Инструментализация религии, связанная с крушением авторитета и становлением безличной бюрократии, заменяет индивидуальное насилие «структурным», основанным на господстве безличного закона. Когда Ханна Арендт в своей скандально нашумевшей книге «Эйхман в Иерусалиме» описывает нацистского палача как законопослушного клерка и говорит о «банальности» современного зла, она попросту применяет к иной ситуации веберовский анализ.

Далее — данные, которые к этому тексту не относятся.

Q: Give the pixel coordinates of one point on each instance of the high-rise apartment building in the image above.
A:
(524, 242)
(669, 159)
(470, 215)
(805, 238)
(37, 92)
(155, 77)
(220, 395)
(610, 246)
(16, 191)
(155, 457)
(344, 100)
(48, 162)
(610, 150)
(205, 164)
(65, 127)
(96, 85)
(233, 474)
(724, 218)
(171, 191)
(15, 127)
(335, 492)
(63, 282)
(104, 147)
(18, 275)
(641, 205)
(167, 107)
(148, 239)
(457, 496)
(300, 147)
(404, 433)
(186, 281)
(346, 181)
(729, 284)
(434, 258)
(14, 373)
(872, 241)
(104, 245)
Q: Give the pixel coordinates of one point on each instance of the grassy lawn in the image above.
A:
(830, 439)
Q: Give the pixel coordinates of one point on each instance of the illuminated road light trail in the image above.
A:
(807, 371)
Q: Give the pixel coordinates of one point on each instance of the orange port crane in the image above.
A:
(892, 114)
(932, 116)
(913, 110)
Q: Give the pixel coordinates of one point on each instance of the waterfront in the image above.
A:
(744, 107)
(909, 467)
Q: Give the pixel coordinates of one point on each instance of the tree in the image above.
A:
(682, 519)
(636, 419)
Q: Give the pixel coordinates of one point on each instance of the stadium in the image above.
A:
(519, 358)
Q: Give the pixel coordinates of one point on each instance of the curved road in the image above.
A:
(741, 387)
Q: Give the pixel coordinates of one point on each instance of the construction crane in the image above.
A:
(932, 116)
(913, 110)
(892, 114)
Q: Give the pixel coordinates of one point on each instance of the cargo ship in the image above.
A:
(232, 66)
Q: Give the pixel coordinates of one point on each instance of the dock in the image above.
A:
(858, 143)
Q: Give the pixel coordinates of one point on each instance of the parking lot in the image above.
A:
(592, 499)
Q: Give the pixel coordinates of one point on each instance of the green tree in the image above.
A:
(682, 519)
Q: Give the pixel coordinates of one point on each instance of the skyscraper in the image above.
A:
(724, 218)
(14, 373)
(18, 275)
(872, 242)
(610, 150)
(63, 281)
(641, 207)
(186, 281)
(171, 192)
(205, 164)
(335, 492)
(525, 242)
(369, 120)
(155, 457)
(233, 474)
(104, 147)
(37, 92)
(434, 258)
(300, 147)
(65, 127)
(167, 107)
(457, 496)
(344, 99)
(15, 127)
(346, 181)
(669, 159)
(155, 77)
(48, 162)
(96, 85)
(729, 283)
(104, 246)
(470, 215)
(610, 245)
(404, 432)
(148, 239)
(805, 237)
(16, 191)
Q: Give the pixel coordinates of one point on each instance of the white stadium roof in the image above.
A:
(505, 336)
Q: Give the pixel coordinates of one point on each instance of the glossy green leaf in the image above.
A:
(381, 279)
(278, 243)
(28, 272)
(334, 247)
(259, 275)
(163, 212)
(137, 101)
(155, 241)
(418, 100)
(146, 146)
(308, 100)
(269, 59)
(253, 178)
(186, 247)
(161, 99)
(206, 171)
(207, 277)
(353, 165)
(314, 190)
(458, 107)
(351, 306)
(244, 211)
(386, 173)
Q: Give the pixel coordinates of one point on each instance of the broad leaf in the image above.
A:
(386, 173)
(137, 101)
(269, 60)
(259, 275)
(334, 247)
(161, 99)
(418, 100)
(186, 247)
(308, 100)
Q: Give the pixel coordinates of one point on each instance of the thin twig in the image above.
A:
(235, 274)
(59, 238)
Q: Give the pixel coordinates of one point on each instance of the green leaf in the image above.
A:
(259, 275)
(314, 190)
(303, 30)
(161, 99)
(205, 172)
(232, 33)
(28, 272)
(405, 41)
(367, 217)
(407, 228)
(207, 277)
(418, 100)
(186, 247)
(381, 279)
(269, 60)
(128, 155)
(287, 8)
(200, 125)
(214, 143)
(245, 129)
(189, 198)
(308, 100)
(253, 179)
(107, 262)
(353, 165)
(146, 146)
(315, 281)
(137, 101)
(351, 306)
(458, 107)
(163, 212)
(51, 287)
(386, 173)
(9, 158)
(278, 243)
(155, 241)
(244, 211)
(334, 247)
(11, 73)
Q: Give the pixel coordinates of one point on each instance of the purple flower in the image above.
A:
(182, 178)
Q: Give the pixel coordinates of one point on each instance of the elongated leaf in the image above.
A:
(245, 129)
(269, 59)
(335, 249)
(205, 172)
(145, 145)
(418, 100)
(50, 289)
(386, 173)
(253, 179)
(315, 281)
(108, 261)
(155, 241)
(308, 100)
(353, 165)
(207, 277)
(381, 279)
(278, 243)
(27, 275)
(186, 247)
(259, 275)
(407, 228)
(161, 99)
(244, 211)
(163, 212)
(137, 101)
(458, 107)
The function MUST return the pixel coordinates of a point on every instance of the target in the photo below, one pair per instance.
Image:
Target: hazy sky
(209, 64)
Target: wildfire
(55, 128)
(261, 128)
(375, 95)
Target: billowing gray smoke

4. Беньямин: формы насилия
Такие теоретики, как Лукач, Беньямин, Хоркхаймер и Адорно, положили понятие инструментальности в основу своего понимания современности и демонизировали его еще до того, как оно было воспринято Ханной Арендт. Вальтер Беньямин прямо связал его с проблематикой насилия в ныне знаменитом эссе «Критика насилия», о котором Арендт, прекрасно его знавшая, в своей работе не упоминает. Это умолчание примечательно особенно потому, что многое в ее книге выглядит прямым ответом своему предшественнику. Инструментальность, по мнению Беньямина, вписана в закон, всегда различающий цели и средства. Закон при этом – главное выражение рациональности в области современной государственности.